For those of you flying behind [or beside for most twins or behind and in front of for the “other” twins] a fuel injected engine built by Teledyne Continental Motors (TCM), you’ve probably had the fuel system adjusted at some point. Efficient and safe engine operation depends on this system being properly set up and maintained Only certified mechanics may perform this work so I won’t bore you with the detailed process. There’s still plenty you should know and knowing will help you comply with FAR Part 91 subpart E paragraph 91.403(a). If you’ve never had this engine set up performed, or don’t really know what I’m talking about, then you really need to keep reading.

Short Fuel System Description

The TCM system uses the engine-driven fuel pump to supply a volume of fuel to the engine in excess of what the engine needs at any given power setting. The unused fuel is sent back to the tanks to be cycled through again. The engine rotation drives the pump, whose output is directly proportional to engine speed. It might occur to you that engine power is not directly proportional to engine speed; this is an important detail in the fuel system setup and engine operation.

The fuel requirements of an engine running at 2300 RPM when in cruise is much different than the same engine on final approach at 2300 RPM and the throttle pulled back to 15”. Incorrect fuel system set up may cause excessive fuel during low power operation or insufficient fuel flow for take off and climb. Excessive fuel could flood the engine on final approach. Low fuel flow on take off and climb may send the cylinder head temperatures out the roof. Either situation might significantly alter your travel plans for the day.

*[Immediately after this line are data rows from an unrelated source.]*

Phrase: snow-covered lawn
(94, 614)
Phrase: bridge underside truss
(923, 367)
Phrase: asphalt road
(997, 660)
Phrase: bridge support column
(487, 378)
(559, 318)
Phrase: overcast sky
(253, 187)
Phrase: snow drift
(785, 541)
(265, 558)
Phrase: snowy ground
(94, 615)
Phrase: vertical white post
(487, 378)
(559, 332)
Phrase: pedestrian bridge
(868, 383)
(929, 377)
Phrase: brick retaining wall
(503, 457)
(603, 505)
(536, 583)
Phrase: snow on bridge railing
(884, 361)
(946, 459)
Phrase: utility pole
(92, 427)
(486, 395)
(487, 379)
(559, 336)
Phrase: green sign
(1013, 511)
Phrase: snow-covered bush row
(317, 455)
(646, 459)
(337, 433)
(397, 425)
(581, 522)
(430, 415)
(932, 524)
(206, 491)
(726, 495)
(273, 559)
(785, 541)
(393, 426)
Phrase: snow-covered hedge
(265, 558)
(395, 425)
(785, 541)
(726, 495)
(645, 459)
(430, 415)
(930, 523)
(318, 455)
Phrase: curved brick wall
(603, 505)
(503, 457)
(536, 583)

Basically, this gear-driven fuel pump sends a volume of fuel at a particular pressure to a fixed orifice outlet. That outlet is the cumulative size of the six injector nozzles mounted above the intake valve of each cylinder. These injectors are, in essence, precise diameter holes that send a continuous aerated stream of fuel into the intake chamber. This flow is regulated by setting the low pressure and the high pressure output of the fuel pump. If these low and high limits are correctly set, then the fuel pressure provided to the system at all the intermediate engine speeds will also be within system tolerances.

That’s right, pressure limits. Since the outlet diameter of the injectors is fixed, then any specific pressure will yield a corresponding flow. Back in the earlier days of small plane engine instrumentation it was generally easier, less intrusive, and less expensive to measure pressure as opposed to flow. That original Cessna fuel flow gauge with the needle in your injected TCM powered plane is actually a pressure gauge calibrated to display fuel flow.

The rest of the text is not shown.